Deregulation of angiopoietin and the tyrosine kinase pathway is common in blood-related diseases such as diabetes, malaria, sepsis, and pulmonary hypertension. This is demonstrated by an increased ratio of angiopoietin-2 and angiopoietin-1 in blood serum. To be specific, angiopoietin levels provide an indication for sepsis. Research on angiopoietin-2 has shown that it is involved in the onset of septic shock. The combination of fever and high levels of angiopoietin-2 are correlated with a greater prospect of the development of septic shock. It has also been shown that imbalances between angiopoietin-1 and angiopoietin-2 signaling can act independently of each other. One angiopoietin factor can signal at high levels while the other angiopoieting factor remains at baseline level signaling.

Angiopoietin-2 is produced and stored in Weibel-Palade bodies in endothelial cells and acts as a TEK tyrosine kinase antagonist.
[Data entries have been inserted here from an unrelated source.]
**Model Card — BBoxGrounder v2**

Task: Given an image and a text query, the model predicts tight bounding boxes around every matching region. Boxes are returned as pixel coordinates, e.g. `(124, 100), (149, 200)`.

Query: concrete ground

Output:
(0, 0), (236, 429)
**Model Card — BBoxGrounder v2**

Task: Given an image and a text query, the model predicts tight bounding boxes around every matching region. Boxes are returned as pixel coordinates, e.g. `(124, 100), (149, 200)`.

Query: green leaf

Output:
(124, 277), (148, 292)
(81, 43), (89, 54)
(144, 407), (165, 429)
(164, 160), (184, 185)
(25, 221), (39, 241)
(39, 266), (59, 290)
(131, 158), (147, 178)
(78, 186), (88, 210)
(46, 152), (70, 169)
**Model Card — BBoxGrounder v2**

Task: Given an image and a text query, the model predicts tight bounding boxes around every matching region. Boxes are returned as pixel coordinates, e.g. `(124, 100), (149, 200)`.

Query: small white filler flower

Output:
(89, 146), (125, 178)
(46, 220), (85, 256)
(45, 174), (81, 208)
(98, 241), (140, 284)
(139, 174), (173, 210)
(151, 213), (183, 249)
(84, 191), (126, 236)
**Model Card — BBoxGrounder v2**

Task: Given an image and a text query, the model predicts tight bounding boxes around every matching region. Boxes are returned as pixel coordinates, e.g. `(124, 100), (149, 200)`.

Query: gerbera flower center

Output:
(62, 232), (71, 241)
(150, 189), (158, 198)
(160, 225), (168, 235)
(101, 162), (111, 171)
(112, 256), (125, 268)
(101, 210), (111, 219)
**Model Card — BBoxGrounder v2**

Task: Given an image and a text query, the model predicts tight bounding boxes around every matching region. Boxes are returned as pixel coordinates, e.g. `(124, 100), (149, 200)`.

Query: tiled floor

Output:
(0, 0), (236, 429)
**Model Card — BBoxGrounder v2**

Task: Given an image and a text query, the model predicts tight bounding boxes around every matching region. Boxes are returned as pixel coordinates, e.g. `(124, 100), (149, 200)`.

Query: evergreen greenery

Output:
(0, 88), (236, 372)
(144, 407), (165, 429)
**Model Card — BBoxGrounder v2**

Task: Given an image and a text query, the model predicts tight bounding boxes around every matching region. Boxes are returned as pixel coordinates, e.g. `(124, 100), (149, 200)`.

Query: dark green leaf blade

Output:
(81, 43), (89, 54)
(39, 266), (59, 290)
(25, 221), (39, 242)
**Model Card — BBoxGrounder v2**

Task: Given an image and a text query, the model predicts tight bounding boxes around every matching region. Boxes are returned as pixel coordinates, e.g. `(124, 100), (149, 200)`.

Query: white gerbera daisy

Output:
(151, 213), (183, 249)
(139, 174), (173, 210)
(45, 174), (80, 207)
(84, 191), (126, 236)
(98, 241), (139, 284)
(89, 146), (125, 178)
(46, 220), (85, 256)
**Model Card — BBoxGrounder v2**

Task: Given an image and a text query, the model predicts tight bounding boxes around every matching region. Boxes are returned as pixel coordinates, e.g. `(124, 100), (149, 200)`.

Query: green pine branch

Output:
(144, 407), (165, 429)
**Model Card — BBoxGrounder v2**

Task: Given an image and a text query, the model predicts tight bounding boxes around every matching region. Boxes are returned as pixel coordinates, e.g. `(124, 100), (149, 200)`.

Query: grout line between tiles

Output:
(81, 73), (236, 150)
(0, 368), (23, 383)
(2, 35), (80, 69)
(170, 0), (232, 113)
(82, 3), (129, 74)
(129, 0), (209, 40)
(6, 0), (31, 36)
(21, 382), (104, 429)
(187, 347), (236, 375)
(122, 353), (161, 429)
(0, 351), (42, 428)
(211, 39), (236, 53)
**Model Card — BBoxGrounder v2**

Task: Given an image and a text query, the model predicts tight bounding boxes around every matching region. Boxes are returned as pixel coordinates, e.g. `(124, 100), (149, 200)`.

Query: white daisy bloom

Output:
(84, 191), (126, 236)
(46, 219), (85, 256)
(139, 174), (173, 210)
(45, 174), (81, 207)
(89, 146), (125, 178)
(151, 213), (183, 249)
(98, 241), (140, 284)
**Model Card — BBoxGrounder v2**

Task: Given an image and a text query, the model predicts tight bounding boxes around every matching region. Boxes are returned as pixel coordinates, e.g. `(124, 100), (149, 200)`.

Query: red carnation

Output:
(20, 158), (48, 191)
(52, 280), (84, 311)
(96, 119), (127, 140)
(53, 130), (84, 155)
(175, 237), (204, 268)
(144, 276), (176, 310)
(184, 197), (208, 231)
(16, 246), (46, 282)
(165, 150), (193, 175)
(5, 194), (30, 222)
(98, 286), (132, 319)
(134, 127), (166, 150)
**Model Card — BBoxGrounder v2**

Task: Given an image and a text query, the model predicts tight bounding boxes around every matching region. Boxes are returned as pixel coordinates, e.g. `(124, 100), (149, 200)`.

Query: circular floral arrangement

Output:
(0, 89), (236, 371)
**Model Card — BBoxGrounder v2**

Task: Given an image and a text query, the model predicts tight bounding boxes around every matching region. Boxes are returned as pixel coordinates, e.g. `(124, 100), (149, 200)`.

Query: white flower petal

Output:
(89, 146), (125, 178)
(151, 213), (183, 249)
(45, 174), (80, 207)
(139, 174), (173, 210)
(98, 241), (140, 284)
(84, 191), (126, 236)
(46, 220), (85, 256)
As a result, the promotion of endothelial activation, destabilization, and inflammation are promoted. Its role during angiogenesis depends on the presence of Vegf-a.

Serum levels of angiopoietin-2 expression are associated with the growth of multiple myeloma, angiogenesis, and overall survival in oral squamous cell carcinoma. Circulating angiopoietin-2 is a marker for early cardiovascular disease in children on chronic dialysis. Kaposi's sarcoma-associated herpesvirus induces rapid release of angiopoietin-2 from endothelial cells.

Angiopoietin-2 is elevated in patients with angiosarcoma.

Research has shown angiopoietin signaling to be relevant in treating cancer as well. During tumor growth, pro-angiogenic molecules and anti-angiogenic molecules are off balance. Equilibrium is disrupted such that the number of pro-angiogenic molecules are increased. Angiopoietins have been known to be recruited as well as VEGFs and platelet-derived growth factors (PDGFs). This is relevant for clinical use relative to cancer treatments because the inhibition of angiogenesis can aid in suppressing tumor proliferation.